The article triggered a blunt letter to the editor from Stephen Senn, in response: 2

https://pmc.ncbi.nlm.nih.gov/articles/PMC1113763/

"Guyatt et al’s proposal for analysing randomised trials 1 is misguided, flies in the face of elementary statistical theory, and should be resisted…"

“…Guyatt et al have implicitly assumed that which of two treatments is better for a patient can be determined by comparing one period of treatment on each…”

The above link also shows a rebuttal from the authors. Some excerpts:

“…Contrary to Senn’s interpretation, we do not propose deciding on which individual patients in the trial benefit but rather the overall proportion who obtained a particular magnitude of benefit.”

“…Senn’s logic fails when he argues that nothing from the two clinical trials is inconsistent with the theory that all patients benefitted equally. Quite the contrary, the key is that randomising patients to treatment and control and aggregating results across patients permits independent estimates of the main effect of treatment and the other three sources of variance…”

_"…In our previous work on n of 1 clinical trials we recommend multiple periods of treatment and control in order to establish the efficacy for individual patients._1-1 The principle is the same—multiple observations, whether from a single patient or multiple patients, permit separate estimation of the main treatment effect and other sources of variation…"

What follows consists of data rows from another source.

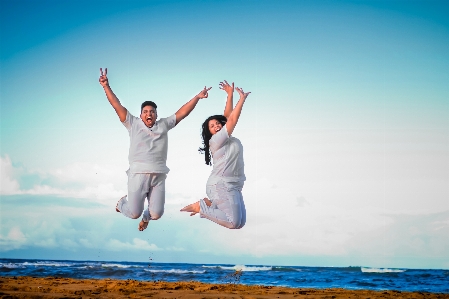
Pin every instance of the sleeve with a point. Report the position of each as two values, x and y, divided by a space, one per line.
128 123
219 139
170 122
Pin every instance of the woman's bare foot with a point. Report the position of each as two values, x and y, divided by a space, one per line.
143 225
119 203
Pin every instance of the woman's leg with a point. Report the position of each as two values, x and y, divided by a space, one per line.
226 207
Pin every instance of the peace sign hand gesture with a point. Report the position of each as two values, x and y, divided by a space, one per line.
104 77
204 93
243 95
226 87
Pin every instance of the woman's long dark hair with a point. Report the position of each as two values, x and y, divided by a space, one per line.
206 134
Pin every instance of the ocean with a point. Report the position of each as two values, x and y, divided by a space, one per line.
353 278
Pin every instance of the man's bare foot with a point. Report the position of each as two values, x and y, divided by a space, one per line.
193 208
143 225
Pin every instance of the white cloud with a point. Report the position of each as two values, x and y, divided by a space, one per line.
137 244
8 185
78 180
14 240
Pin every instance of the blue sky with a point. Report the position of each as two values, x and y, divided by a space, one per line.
346 130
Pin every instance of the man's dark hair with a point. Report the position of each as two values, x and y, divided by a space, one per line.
148 103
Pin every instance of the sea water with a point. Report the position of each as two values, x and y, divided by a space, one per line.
353 278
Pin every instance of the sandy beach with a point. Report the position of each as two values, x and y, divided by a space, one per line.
53 287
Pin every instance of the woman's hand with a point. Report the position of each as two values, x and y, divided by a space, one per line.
243 95
104 77
204 93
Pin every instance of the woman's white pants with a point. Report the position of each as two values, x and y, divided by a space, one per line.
227 208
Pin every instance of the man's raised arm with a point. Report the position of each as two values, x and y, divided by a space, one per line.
112 98
190 105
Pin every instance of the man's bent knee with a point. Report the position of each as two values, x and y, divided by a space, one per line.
156 215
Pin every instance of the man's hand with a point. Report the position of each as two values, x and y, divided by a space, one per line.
203 94
242 94
104 77
226 87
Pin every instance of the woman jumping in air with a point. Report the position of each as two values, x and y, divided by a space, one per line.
225 204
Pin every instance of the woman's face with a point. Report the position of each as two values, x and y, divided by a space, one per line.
214 126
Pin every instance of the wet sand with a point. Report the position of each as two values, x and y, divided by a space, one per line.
54 287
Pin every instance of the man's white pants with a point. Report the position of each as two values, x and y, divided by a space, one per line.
141 186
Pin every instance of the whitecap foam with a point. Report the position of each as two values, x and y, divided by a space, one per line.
117 266
47 264
175 271
380 270
11 265
247 268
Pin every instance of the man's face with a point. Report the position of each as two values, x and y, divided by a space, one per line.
149 116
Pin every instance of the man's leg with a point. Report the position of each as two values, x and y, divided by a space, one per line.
132 206
156 199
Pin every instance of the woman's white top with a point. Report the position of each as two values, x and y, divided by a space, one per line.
227 154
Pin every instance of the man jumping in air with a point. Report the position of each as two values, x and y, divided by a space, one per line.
147 154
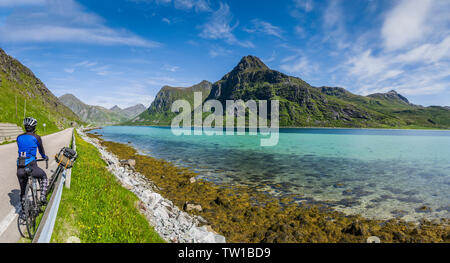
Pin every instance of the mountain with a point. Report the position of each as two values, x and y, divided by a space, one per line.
18 83
159 112
129 112
302 105
91 114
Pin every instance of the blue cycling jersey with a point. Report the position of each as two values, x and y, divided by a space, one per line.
28 143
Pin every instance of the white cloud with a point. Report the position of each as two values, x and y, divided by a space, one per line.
64 21
187 5
171 68
264 27
197 5
406 23
306 5
218 52
427 53
11 3
334 29
219 26
299 65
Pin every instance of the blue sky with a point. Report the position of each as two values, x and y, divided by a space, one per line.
122 52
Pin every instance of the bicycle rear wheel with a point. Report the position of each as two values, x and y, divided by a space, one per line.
54 177
30 209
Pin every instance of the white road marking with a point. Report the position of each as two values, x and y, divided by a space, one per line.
12 215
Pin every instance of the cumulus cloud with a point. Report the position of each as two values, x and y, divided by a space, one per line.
306 5
219 26
64 21
12 3
406 23
259 26
197 5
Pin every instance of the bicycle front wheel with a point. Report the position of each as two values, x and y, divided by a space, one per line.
30 209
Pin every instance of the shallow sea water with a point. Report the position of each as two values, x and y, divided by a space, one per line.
376 173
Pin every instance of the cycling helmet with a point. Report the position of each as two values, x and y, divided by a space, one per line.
30 124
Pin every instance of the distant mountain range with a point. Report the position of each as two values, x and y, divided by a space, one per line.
100 115
301 105
19 84
129 112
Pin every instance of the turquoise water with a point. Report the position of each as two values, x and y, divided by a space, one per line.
376 173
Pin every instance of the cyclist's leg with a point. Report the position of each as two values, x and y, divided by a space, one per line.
23 179
43 182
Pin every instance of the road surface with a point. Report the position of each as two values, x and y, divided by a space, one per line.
9 185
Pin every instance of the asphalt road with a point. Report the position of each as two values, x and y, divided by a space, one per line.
9 185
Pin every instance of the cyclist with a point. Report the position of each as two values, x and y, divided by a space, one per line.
28 143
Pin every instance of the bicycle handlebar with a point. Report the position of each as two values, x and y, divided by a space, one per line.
46 162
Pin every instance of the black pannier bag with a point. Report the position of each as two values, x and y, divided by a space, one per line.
66 157
21 160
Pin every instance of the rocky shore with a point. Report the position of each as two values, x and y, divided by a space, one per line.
172 224
241 214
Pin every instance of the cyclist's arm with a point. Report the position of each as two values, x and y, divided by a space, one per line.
41 146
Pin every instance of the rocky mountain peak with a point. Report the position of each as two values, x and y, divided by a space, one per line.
391 95
115 108
250 63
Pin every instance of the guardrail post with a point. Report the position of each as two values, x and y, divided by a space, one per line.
45 229
69 172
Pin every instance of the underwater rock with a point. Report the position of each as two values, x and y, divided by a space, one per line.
373 239
339 185
347 192
356 228
423 209
189 207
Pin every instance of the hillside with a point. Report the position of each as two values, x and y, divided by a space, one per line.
129 112
159 112
19 82
91 114
302 105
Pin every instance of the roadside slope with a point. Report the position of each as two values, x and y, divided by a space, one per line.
9 188
97 209
17 82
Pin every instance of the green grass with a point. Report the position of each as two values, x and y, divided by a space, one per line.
97 209
19 84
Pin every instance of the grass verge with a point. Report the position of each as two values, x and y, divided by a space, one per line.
97 209
242 214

As far as I can tell, Senn is objecting - forcefully - to the birth of the practice of “responder analysis.” But the language in the dialogue is centred around the partitioning of variances and is beyond my understanding as a physician. Guyatt et al acknowledge that assessing therapeutic effect in an individual patient (i.e., assessing whether a drug has “caused” a particular change in his clinical status) requires that we observe multiple crossover periods (using an “n-of-1” design). But they simultaneously assert that it’s possible to determine the proportion of patients within a treatment group who “benefit,” even with out a crossover design (?) The word “benefit” is unambiguously causal and their meaning here is clear: “benefit”=“response”= “causality.” Senn disagrees with Guyatt’s assertion. He seems to be saying that the barriers to causal inference, when assessing individuals who comprise a group exposed to a single period of treatment exposure , are the same as the ones we would face when assessing causality for asingle patient exposed to a single period of treatment exposure.

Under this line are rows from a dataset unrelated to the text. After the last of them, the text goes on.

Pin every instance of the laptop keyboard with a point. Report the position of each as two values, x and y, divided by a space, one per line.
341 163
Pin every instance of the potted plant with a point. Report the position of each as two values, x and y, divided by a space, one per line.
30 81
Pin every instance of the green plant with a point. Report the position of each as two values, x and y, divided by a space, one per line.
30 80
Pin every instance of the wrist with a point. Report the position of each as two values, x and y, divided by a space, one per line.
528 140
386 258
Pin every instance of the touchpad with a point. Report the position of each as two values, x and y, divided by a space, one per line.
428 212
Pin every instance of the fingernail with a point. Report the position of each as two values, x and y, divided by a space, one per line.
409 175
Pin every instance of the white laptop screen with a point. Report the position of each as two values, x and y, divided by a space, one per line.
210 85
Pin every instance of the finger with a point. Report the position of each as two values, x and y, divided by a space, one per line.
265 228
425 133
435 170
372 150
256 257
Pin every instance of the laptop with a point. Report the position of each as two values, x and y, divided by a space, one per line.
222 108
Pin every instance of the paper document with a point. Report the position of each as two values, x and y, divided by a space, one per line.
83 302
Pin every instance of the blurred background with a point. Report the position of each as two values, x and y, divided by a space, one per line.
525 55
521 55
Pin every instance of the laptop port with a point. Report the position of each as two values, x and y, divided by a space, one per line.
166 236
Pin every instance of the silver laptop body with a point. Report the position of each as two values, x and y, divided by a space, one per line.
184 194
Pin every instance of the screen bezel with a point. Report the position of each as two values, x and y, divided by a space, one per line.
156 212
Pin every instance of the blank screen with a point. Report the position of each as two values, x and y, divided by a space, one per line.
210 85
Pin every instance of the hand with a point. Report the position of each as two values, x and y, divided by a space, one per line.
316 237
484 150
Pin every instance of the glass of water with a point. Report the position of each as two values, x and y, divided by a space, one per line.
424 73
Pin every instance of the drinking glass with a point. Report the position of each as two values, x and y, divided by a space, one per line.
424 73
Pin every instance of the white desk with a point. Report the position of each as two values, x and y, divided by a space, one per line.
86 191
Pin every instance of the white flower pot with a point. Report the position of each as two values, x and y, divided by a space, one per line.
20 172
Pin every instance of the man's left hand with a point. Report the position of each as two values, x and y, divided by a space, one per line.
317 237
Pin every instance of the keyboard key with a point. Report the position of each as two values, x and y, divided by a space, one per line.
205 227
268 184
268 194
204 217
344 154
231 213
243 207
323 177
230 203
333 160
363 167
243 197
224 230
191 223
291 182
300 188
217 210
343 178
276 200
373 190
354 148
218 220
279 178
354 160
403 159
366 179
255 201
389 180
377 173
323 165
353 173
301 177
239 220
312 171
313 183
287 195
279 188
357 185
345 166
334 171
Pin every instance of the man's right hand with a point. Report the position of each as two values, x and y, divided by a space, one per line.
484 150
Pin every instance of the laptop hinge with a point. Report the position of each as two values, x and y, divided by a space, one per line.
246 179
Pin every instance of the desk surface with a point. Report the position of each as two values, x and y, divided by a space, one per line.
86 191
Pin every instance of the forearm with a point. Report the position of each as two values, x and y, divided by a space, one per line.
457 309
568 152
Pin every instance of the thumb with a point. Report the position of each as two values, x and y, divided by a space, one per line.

Proportions of a treatment arm are made up of individuals. And without observing multiple periods of exposure, we can’t (with certain exceptions- Is this patient a “responder”? Essential clinical considerations) infer that any particular trial patient “benefitted” from treatment. As noted previously in this thread, “change from baseline” in a patient following a single period of treatment exposure does NOT necessarily reflect a “benefit” from treatment, since many factors can contribute to change from baseline in diseases with fluctuating natural histories. And if we can’t infer that a given patient’s change from baseline, within a treatment arm, represents a causal effect of the exposure, it follows that we also can’t infer that a change from baseline of any particular magnitude represented a causal effect of the exposure. It then follows that we can’t validly infer what “proportion” of patients within an RCT treatment arm achieved various degrees of benefit (?)

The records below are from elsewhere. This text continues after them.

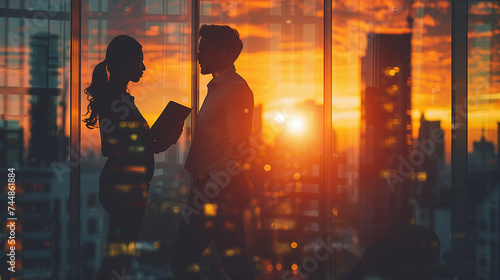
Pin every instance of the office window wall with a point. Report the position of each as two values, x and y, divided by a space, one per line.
34 131
354 138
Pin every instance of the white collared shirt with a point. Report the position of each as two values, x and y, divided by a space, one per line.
224 125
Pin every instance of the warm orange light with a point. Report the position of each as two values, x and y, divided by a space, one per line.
267 167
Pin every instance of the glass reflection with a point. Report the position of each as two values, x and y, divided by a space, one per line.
34 44
483 138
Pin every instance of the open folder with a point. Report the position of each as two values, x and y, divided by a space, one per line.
169 123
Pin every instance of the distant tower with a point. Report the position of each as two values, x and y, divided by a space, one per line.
385 133
434 161
44 62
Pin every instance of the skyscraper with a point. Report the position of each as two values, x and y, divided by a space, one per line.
44 92
386 141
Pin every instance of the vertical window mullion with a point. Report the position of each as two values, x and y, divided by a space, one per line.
459 137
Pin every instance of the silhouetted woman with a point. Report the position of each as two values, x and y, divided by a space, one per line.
126 142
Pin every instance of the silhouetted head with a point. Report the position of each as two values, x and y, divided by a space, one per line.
219 47
124 57
124 62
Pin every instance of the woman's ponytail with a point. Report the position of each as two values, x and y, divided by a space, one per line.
95 93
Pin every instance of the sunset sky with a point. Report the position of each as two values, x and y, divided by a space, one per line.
283 57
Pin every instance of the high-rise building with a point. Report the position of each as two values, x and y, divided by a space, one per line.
11 144
44 92
386 139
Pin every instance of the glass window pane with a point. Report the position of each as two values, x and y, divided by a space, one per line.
282 62
483 137
392 127
34 137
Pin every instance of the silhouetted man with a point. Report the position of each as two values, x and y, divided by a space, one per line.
220 144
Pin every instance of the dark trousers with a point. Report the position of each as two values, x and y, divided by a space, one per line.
221 222
123 194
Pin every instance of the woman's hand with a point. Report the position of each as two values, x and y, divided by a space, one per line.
161 144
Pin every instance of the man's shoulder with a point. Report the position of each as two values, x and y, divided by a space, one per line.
236 81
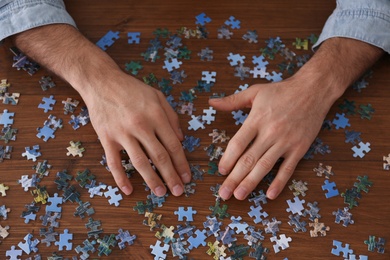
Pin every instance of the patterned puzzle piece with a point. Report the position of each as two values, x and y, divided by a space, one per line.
330 187
48 103
114 196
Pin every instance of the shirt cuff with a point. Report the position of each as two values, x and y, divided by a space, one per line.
369 24
21 15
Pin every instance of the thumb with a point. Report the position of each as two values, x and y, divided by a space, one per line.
237 101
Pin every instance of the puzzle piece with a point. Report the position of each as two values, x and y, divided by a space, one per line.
313 211
64 241
167 233
341 121
318 227
331 189
114 196
343 215
299 187
50 217
48 103
209 76
172 64
281 242
362 150
209 115
202 19
88 246
125 237
299 225
238 226
4 231
46 82
296 206
32 153
75 149
93 225
195 123
13 253
84 208
327 170
257 214
235 59
158 250
45 132
6 118
200 238
133 37
105 243
181 213
373 244
3 189
341 249
108 40
70 105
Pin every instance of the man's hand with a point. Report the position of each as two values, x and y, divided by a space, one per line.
285 117
126 113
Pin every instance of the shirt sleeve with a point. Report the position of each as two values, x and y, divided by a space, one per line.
20 15
364 20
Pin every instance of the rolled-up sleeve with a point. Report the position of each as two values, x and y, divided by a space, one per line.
364 20
20 15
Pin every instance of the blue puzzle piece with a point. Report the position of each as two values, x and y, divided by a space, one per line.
202 19
64 241
55 201
341 121
5 118
46 132
134 37
331 189
47 104
108 40
233 23
185 213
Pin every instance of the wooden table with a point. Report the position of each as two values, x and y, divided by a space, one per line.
270 18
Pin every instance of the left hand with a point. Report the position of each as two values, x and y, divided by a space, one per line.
284 120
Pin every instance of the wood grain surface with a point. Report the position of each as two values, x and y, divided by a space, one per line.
287 19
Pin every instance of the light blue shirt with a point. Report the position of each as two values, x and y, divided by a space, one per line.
364 20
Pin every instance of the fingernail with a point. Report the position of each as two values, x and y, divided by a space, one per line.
126 190
271 194
181 133
222 171
159 191
225 193
240 193
177 190
186 177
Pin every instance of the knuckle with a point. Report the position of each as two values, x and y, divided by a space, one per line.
248 161
139 161
266 163
161 157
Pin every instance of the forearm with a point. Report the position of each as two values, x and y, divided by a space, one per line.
65 51
337 64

There must be some way to express these ideas in the language of causal inference epidemiology (?) If so, could such a presentation be made understandable to a lay audience (?)

1. Guyatt GH, Juniper EF, Walter SD, Griffith LE, Goldstein RS. Interpreting treatment effects in randomised trials. BMJ. 1998 Feb 28;316(7132):690-3. doi: 10.1136/bmj.316.7132.690. PMID: 9522799; PMCID: PMC1112685.
2. Senn S. Applying results of randomised trials to patients. N of 1 trials are needed. BMJ. 1998 Aug 22;317(7157):537-8. PMID: 9712612; PMCID: PMC1113763.